— Не люблю расшифровывать то, что не подлежит прояснению. Именно этот туман многозначности и есть главная штука, — брови Андрея хмурились. — А все же Брессон — это высший класс! Глубоко копает. Ставит проблемы морали и выбора ребром! И заметь: при этом — никаких эффектов! Никакого павильона, грима, даже профессиональные актеры ему не нужны. И этот долгий, завораживающий, бесконечно затянутый кадр… Вот гад! Словно все это у меня стырил.
— А по мне — Орсон Уэллс глубже. Подумай только: «Гражданин Кейн» — снят в 1941 году! А нашим корифеям и не снилось ничего подобного. Какой-то эквилибр спаривания формы и содержания!.. Неудивительно, что его сразу признали титаном мирового кино. Ты заметил, никакого, заранее определенного жанра. Перспектива постоянно меняется, что подчеркивает неоднозначность героя, несводимость к каким-то закрепленным характеристикам. Как этого добиться? — задумчиво морщил лоб Кончаловский. — Каким волшебством?

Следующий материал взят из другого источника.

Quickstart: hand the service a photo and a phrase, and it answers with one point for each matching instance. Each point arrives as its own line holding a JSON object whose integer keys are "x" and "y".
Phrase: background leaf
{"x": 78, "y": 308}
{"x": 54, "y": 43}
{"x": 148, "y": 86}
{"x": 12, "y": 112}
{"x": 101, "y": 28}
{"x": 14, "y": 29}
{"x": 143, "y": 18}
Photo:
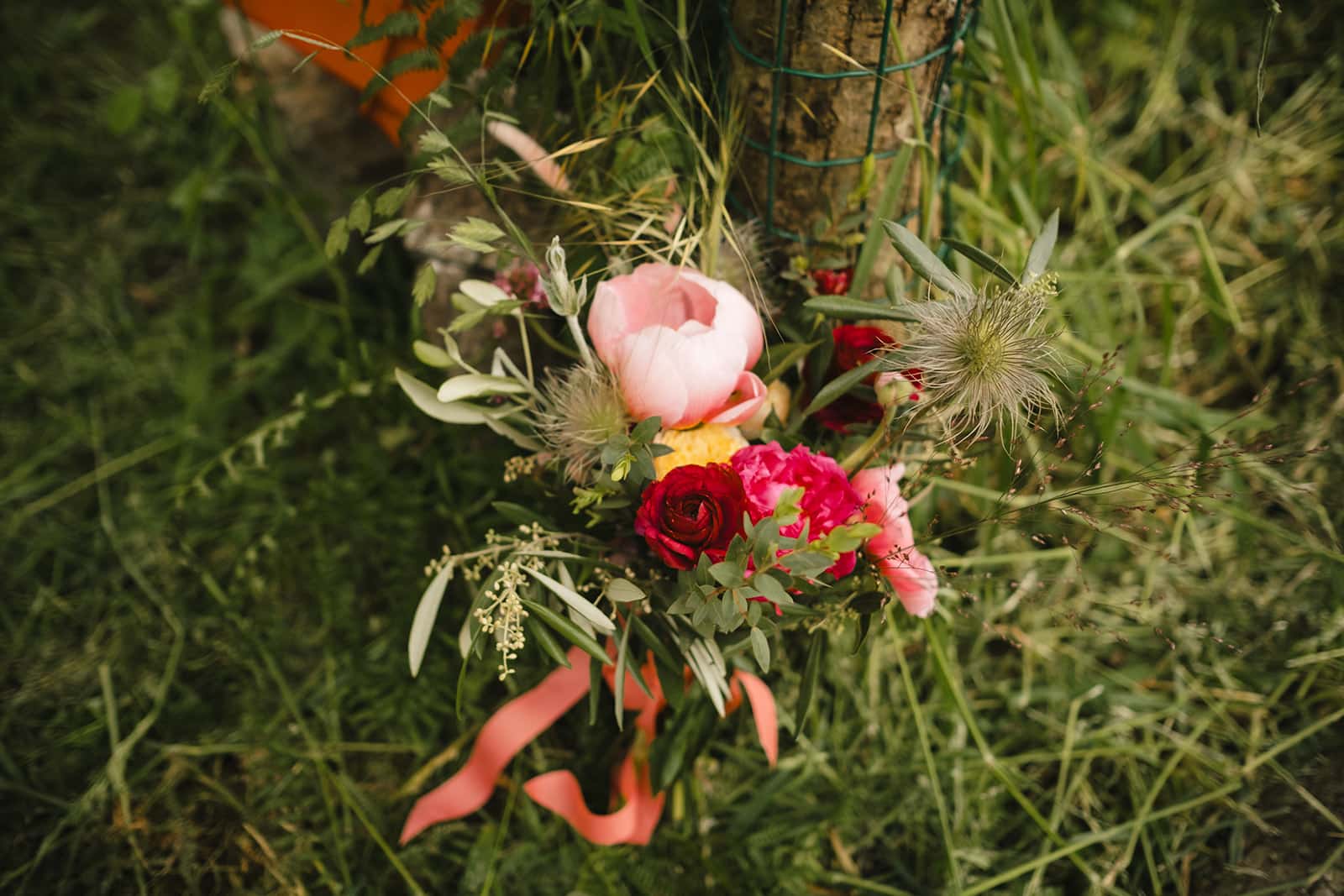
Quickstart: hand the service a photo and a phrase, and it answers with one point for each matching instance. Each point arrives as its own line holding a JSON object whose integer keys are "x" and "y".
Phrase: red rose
{"x": 692, "y": 511}
{"x": 832, "y": 282}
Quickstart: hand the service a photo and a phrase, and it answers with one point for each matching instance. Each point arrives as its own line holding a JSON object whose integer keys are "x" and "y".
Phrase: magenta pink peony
{"x": 893, "y": 550}
{"x": 680, "y": 344}
{"x": 828, "y": 499}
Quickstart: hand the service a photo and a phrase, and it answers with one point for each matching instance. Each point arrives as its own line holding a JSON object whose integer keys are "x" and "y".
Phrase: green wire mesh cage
{"x": 786, "y": 113}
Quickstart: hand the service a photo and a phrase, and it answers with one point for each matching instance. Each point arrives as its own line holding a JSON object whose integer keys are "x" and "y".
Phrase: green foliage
{"x": 207, "y": 692}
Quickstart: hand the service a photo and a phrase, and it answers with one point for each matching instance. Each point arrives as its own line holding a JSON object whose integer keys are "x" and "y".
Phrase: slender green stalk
{"x": 953, "y": 687}
{"x": 931, "y": 766}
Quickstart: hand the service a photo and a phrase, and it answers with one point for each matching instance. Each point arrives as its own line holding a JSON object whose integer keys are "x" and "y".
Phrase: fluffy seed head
{"x": 984, "y": 359}
{"x": 581, "y": 409}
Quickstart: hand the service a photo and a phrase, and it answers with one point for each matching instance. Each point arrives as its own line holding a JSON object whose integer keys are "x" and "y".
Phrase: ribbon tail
{"x": 515, "y": 726}
{"x": 764, "y": 714}
{"x": 631, "y": 824}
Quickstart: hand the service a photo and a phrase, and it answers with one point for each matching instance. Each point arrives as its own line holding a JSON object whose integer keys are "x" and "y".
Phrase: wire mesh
{"x": 951, "y": 136}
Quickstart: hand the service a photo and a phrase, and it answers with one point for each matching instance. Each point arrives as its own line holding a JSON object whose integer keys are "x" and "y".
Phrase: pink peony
{"x": 680, "y": 344}
{"x": 828, "y": 499}
{"x": 893, "y": 550}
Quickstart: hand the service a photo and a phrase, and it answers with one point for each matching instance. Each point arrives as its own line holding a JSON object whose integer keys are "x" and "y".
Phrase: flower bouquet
{"x": 701, "y": 477}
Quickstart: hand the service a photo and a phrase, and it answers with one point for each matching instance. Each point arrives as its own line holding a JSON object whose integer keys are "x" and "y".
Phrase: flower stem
{"x": 577, "y": 332}
{"x": 864, "y": 452}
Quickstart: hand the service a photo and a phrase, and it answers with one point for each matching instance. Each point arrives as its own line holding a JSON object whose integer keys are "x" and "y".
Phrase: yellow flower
{"x": 706, "y": 443}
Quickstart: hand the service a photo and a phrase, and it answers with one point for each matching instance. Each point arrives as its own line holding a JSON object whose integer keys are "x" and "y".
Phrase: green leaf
{"x": 770, "y": 589}
{"x": 595, "y": 691}
{"x": 423, "y": 626}
{"x": 475, "y": 385}
{"x": 370, "y": 258}
{"x": 624, "y": 591}
{"x": 654, "y": 642}
{"x": 779, "y": 359}
{"x": 1042, "y": 249}
{"x": 467, "y": 322}
{"x": 360, "y": 215}
{"x": 806, "y": 564}
{"x": 217, "y": 82}
{"x": 483, "y": 293}
{"x": 338, "y": 238}
{"x": 980, "y": 257}
{"x": 761, "y": 649}
{"x": 647, "y": 429}
{"x": 450, "y": 170}
{"x": 570, "y": 631}
{"x": 885, "y": 208}
{"x": 575, "y": 602}
{"x": 427, "y": 399}
{"x": 855, "y": 309}
{"x": 121, "y": 110}
{"x": 550, "y": 647}
{"x": 430, "y": 354}
{"x": 811, "y": 676}
{"x": 726, "y": 574}
{"x": 391, "y": 201}
{"x": 925, "y": 262}
{"x": 403, "y": 23}
{"x": 618, "y": 681}
{"x": 425, "y": 282}
{"x": 521, "y": 515}
{"x": 161, "y": 86}
{"x": 266, "y": 39}
{"x": 445, "y": 20}
{"x": 476, "y": 233}
{"x": 433, "y": 141}
{"x": 386, "y": 230}
{"x": 842, "y": 385}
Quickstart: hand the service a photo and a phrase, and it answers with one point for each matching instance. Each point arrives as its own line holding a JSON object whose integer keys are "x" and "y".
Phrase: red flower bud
{"x": 692, "y": 511}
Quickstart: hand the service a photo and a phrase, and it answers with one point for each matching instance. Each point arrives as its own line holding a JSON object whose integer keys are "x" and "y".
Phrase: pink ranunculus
{"x": 828, "y": 499}
{"x": 680, "y": 344}
{"x": 893, "y": 550}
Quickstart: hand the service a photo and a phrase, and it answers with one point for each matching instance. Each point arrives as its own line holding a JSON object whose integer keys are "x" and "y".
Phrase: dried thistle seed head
{"x": 984, "y": 359}
{"x": 581, "y": 409}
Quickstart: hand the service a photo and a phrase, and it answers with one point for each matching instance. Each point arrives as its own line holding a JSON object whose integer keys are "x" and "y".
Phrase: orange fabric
{"x": 522, "y": 719}
{"x": 338, "y": 22}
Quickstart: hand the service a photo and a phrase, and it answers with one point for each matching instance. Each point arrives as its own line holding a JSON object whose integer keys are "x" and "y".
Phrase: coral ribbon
{"x": 521, "y": 720}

— Очень просто! Волшебством многозначности, отрицающим примитивную прямолинейность. Ведь что он делает? Он каждый раз предлагает нам совершенно противоположные подходы к герою. В результате создается впечатление, что личность этого Кейна глубже, чем мы узнали о ней в данный момент. А действительность богаче и шире, чем помещается в рамке кадра.
— Угу… И потому зачастую выходит, что создатель фильма, то бишь режиссер, подчас интереснее созданного им произведения.
Андрон и Андрей могли часами говорить о кино, обнаруживая много общего.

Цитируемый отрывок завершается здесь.